Os empregos aos quais os indígenas se submeteram foram os possíveis mas
com a organização de associações iniciaram um trabalho de transformação de sua
identidade étnica em politização afirmativa. Dessa forma mais indígenas passaram a
dedicar-se a escola e garantir espaços nas esferas de formação tipicamente de
brancos como médicos e advogados.
As múltiplas associações passaram a configuram ferramentas de
reivindicação desses indígenas no contexto urbano visto que não há reconhecimento
nenhum de sua presença por parte do estado ou Município como revelou a
proposição para o Plano Diretor da Cidade de Munaus que foi mencionado no texto.
Não foi convocada nenhuma das associações indígenas em atuação e nenhum
bairro recebeu alguma menção por compor-se de população indígena.
As associações e grupos organizados pelos indígenas são resultado de sua
própria experiência no contexto diferenciado e que por sua vez não recebeu
qualquer atenção por parte do Estado pois como é discutido no início do artigo, as
políticas estatais estão muito mais preocupadas em garantir o apagamento das
identidades indígenas do que facilitar e confortar de alguma forma a chegadas
dessas pessoas na cidade.
Os indígenas se preocuparam em organizar formas de manter suas relações
mesmo em contexto urbano e o autor descreve associações que organizaram
espaços de práticas culturais coletivas para encontros e festividades assim como
escolas voltados para o ensino da língua indígena, assim mantendo esse vínculo
linguístico. As crianças tem acesso à escola regularmente e em horário diverso
atendem à escola tradicional indígena.
Eu particularmente considero essa iniciativa organizativa dos indígenas muito
apropriada pois reconhece a necessidade das crianças e jovens de se apropriarem
dos conhecimentos do branco para pleitearem o reconhecimento de suas
especificidades e cultura. Porém, não há como não pensar que este deve ser
pensado como uma tática de sobrevivência imediata mas que deve ser suplantada
pelo reconhecimento de um estado plurinacional, dentro de uma perspectiva de
Estado diferenciado do que existe baseado nos ideais eurocêntricos de liberalismo.
O autor descreve também a importância de diversas associações femininas
que organizam as mulheres na produção de artesanatos que são uma importante
fonte de renda para as famílias e permitem que as mulheres trabalhem em casa,
podendo cuidar de filhos pequenos se for o caso. Como todas as atividades
relacionadas aos indígenas a venda de artesanato também é muito prejudicada pela
ausência de um espaço voltado para o comercio dos produtos além do que a maioria
das pessoas não tem conhecimento sobre a dimensão simbólica presenta em cada
um dos objetos confeccionados sejam cestos, colares ou outro tipo de objeto.

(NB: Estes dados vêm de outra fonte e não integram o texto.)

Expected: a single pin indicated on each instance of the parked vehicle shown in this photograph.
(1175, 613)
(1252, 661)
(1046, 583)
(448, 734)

Ao confeccionarem um trabalho os indígenas impõem àquele objeto uma
parte de si, como relatou um dos entrevistados pelo José. E diante disso os
produtos, cada um deles, contém um valor inestimável, normalmente não
reconhecido por quem compra. Esta dimensão em muito se afasta da produção
capitalista que cria necessidades de objetos que são reiteradamente descartados.
O texto trata de fazer uma revisão dos processos que levaram diversas etnias
a instalarem-se nas periferias de Manaus e que gradativamente, por meio de
vontade organizativa própria vem constituindo-se em vozes ativas para o
reconhecimento de suas comunidades e de sua condição enquanto indígenas,
tornando a etnicidade um componente da dimensão política de luta por
reconhecimento e respeito do indígena enquanto povo originário.

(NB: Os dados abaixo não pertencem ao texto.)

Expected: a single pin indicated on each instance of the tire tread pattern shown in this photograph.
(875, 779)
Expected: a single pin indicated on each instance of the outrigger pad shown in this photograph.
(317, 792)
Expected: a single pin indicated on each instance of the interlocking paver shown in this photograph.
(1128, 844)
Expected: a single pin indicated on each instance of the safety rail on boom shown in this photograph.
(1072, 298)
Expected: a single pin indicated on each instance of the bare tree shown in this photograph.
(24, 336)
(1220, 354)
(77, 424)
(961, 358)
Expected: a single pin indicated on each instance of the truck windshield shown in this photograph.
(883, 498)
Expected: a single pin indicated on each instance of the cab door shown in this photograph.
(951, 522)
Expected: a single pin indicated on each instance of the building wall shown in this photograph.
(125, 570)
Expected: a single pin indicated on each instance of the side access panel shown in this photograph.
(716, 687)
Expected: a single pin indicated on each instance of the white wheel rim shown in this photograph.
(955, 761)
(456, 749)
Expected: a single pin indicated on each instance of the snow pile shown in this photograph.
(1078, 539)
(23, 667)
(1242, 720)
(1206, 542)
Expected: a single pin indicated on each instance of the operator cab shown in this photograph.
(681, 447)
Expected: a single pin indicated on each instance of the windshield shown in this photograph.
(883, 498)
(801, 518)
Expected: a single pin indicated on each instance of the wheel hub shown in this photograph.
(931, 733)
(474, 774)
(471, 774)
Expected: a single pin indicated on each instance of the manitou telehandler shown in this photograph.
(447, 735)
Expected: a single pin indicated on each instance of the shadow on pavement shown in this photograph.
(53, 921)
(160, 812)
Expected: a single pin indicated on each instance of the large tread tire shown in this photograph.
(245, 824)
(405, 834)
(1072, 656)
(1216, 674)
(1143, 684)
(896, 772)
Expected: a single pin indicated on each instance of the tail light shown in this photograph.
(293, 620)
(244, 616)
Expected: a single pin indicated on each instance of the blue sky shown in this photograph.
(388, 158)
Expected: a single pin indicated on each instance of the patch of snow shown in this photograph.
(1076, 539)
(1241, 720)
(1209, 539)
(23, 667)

Um elemento importante que é trazido pelo autor é a questão de que a
definição sobre como se deve classificar o indígena vivendo numa cidade é questão
que cabe ao próprio indígena e a questão é muito atual na medida em que em plena
epidemia de COVID 19 foi negado aos indígenas vivendo na cidade a possibilidade
de vacinação como grupo prioritário. No momento em que a FUNAI é totalmente
cooptada pela faceta mais obscura da política Nacional, a luta e reafirmação
identitária dos indígenas na cidade é uma das frentes de resistência dos povos
originários.

BIBLIOGRAFIA:

PEREIRA, José Carlos Matos. Indígenas na metrópole: lutas multiétnicas e


identidade coletiva na cidade de Manaus (AM).